VII

It did not take me more than six weeks to give my first work to the world. It was, as I had promised myself, a poem in forty-eight cantos. True there were some negligences in it owing to the prodigious fecundity with which I had written it; but I reckoned that the public of to-day, accustomed as it is to the elegant literature at the foot of the newspapers, would not reproach me with them.

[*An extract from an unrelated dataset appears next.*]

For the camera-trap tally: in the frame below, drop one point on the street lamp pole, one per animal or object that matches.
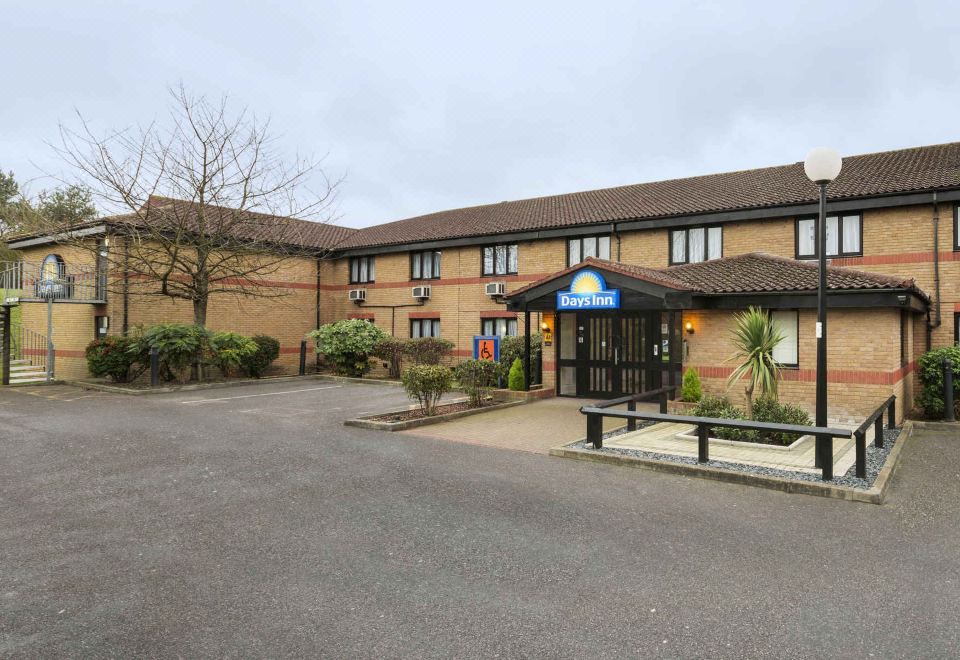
(822, 166)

I had a success worthy of myself, that is to say, without its like. The subject of my work was nothing else than myself: in this respect I conformed to the height of fashion of our day. I related my past sufferings with a charming fatuity; I informed the reader of a thousand domestic details of the most piquant interest; the description of my mother’s bowl filled no less than fourteen cantos: I counted its grooves, its holes, its lumps, its chips, its splinters, its nails, its stains, its different colours, its reflections; I showed its inside, its outside, its edges, its bottom, its sides, its inclined planes and its level planes; passing to its contents, I gave studies of the tufts of grass, the straws, the dried leaves, the little scraps of wood, the pebbles, the drops of water, the remains of flies, the broken cockchafers’ legs, which were to be found there; it was a ravishing description. But do not imagine that I had it printed all in a piece; there are impertinent readers who would have skipped it. I had cleverly cut it into pieces, and worked it into the narrative in such a fashion that none of it was lost; so that at the most interesting and most dramatic moment, all of a sudden there came fifteen pages of bowl. There, in my opinion, is one of the great secrets of the art, and, as there is not the least trace of avarice about me, any one who likes may profit by it.

All Europe was in a stir at the appearance of my book; it devoured the intimate revelations which I condescended to communicate to it. How could it have been otherwise? Not only did I enumerate all the facts relative to my person, but I also gave the public a complete picture of all the moonshine that I had passed through my head since the age of two months; I had even intercalated, in the best place, an ode composed by me in the egg. At the same time, it is needless to say that I did not neglect, in passing, to discuss the great subject which is occupying the world so much nowadays, to wit, the future of the human race. This problem had struck me as interesting; in a leisure moment I had sketched a solution of it, which passed generally for satisfying.

Every day people sent me compliments in verse, letters of congratulation, and anonymous declarations of love. As for visits, I adhered rigorously to the plan which I had traced for myself; my door was shut to every one. Still, I could not debar myself from seeing two strangers who announced themselves as relations of mine. One was a blackbird from Senegal, and the other a blackbird from China.

“Ah, sir!” they said to me, embracing me like to choke me, “what a great blackbird you are! How well you have depicted, in your immortal poem, the deep-seated suffering of misunderstood genius! If we were not as unappreciated as possible already, we should become so after having read you. How we sympathize with your griefs, with your sublime contempt of the vulgar. We also, sir, we know from our own experience the secret pains which you have sung! Here are two sonnets which we have composed, such as they are, and which we beg you to accept.”

“Here also,” said the Chinese, “is some music which my wife has composed on a passage in your preface. It expresses the author’s intention most wonderfully.”

“Gentlemen,” I said to them, “so far as I can judge, you appear to me to be endowed with a great heart and an enlightened mind. But excuse me asking you a question. Whence proceeds your melancholy?”

“Why, sir,” replied the inhabitant of Senegal, “look how I am built. My plumage, it is true, is pleasant to look at, and I am clad in that handsome green colour which is seen shining on ducks; but my beak is too short and my foot too large; and see what a tail I am rigged out with! The length of my body does not make two-thirds of it. Is that not reason enough to wish oneself dead and done with?”

“And as for me, sir,” said the Chinese, “my misfortune is even more distressing. My brother’s tail sweeps the streets; but the street-boys point their finger at me because I have no tail at all.”

“Gentlemen,” I replied, “I pity you with all my soul; it is always annoying to have too much or too little of anything, no matter what it is. But permit me to tell you that in the Zoological Gardens there are several persons who resemble you, and who have stayed there a long time very peaceably, stuffed. Just as it is not enough for a woman author to cast aside all modesty in order to write a good book, no more is it enough for a blackbird to be discontented in order to have genius. I am the only one of my kind; and I grieve over the fact; perhaps I am wrong, but I am within my rights. I am white, gentlemen; become the same, and we’ll see what you’ll be able to say.”